Yuhong Liu is an assistant professor in the Department of Information Science Technology at Penn State Altoona. She received her Ph.D. degree from University of Rhode Island in 2012. She was the recipient of the 2013 University of Rhode Island Graduate School Excellence in Doctoral Research Award. With expertise in trustworthy computing and cyber security, her research interests include three major directions: online social network security, trust management in cyber-physical systems and trustworthy cloud computing. Her work on securing online reputation systems received the best paper award at the IEEE International Conference on Social Computing 2010 (acceptance rate = 13%).

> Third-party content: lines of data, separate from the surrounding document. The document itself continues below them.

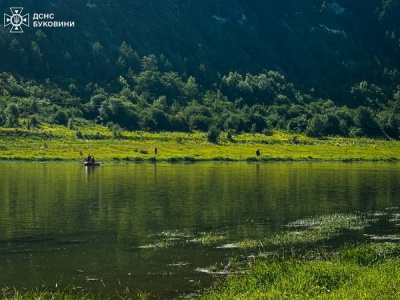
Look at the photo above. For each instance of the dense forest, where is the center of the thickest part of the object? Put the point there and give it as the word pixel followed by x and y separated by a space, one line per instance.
pixel 318 67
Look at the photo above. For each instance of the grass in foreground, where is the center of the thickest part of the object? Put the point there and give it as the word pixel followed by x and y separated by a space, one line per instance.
pixel 59 143
pixel 365 272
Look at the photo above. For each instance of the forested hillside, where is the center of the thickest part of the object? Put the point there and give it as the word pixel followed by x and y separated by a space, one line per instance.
pixel 319 67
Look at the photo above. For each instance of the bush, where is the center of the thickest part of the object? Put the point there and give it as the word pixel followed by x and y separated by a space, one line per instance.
pixel 213 134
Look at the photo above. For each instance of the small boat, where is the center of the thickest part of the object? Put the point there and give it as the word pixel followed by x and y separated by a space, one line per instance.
pixel 90 164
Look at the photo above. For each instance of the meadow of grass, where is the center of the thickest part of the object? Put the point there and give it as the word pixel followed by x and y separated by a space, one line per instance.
pixel 59 143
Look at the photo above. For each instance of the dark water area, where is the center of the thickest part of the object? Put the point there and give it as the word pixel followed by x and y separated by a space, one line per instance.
pixel 66 224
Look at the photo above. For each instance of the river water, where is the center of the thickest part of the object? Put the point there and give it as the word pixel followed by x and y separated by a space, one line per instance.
pixel 100 228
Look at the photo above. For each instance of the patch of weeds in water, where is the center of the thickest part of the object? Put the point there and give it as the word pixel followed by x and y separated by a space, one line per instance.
pixel 208 239
pixel 162 244
pixel 370 254
pixel 310 230
pixel 69 293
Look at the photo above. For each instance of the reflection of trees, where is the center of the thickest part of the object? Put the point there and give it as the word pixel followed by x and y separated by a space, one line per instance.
pixel 133 201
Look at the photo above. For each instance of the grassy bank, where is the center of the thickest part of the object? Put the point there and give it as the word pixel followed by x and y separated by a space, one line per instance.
pixel 364 272
pixel 60 143
pixel 281 269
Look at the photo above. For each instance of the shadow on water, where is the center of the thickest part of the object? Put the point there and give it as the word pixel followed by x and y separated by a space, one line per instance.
pixel 151 227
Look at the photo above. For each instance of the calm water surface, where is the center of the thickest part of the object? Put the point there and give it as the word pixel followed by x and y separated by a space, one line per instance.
pixel 65 224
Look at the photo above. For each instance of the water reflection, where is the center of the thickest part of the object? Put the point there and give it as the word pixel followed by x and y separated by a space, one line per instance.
pixel 71 222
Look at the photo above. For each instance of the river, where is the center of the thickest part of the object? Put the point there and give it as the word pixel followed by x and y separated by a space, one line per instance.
pixel 134 226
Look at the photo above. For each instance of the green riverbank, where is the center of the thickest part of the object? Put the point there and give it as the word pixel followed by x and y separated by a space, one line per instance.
pixel 57 143
pixel 353 271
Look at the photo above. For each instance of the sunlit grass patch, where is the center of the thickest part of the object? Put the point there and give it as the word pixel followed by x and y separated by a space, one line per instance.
pixel 63 143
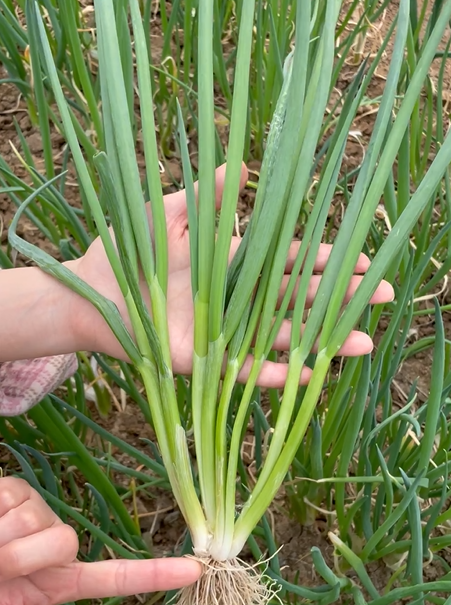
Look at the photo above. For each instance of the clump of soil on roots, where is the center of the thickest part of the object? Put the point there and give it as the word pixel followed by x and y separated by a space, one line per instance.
pixel 232 582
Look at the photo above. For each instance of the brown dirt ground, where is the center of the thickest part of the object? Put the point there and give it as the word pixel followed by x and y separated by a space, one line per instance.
pixel 161 522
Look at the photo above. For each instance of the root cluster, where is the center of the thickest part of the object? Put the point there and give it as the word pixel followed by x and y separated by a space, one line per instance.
pixel 232 582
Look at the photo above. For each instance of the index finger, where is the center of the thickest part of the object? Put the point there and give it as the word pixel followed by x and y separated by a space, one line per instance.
pixel 13 493
pixel 119 578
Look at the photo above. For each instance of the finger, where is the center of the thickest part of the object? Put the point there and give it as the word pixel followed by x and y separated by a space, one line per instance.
pixel 362 265
pixel 13 493
pixel 357 343
pixel 31 517
pixel 273 375
pixel 122 578
pixel 28 555
pixel 383 294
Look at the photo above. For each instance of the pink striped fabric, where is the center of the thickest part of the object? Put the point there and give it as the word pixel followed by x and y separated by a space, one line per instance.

Venu Madhavi Doddapaneni is currently pursuing her Master’s degree in the program of Applied Computer Science at Northwest Missouri State University. Also, she is a Research Assistant supervised by Dr. Na Li. She received her Bachelor’s degree in Information Technology from Acharya Nagarjuna University, India. Prior to joining Northwest, she worked for SYNTEL as a software engineer in Research and Development (Mobile Computing - iOS) in India for 1 year. Her research interests include network security and mobile computing.
Sai Samrat Malka is currently pursuing his Master’s degree in the program of Applied Computer Science in Northwest Missouri State University. He received his Bachelor’s degree in Electronics and Communication Engineering from Kakatiya University, India. He worked as Software Engineer in an IT company for 2 years prior coming to Northwest. His professional interests include Network security, Mobile computing, Web technology, analysis of real time application and current trends in it.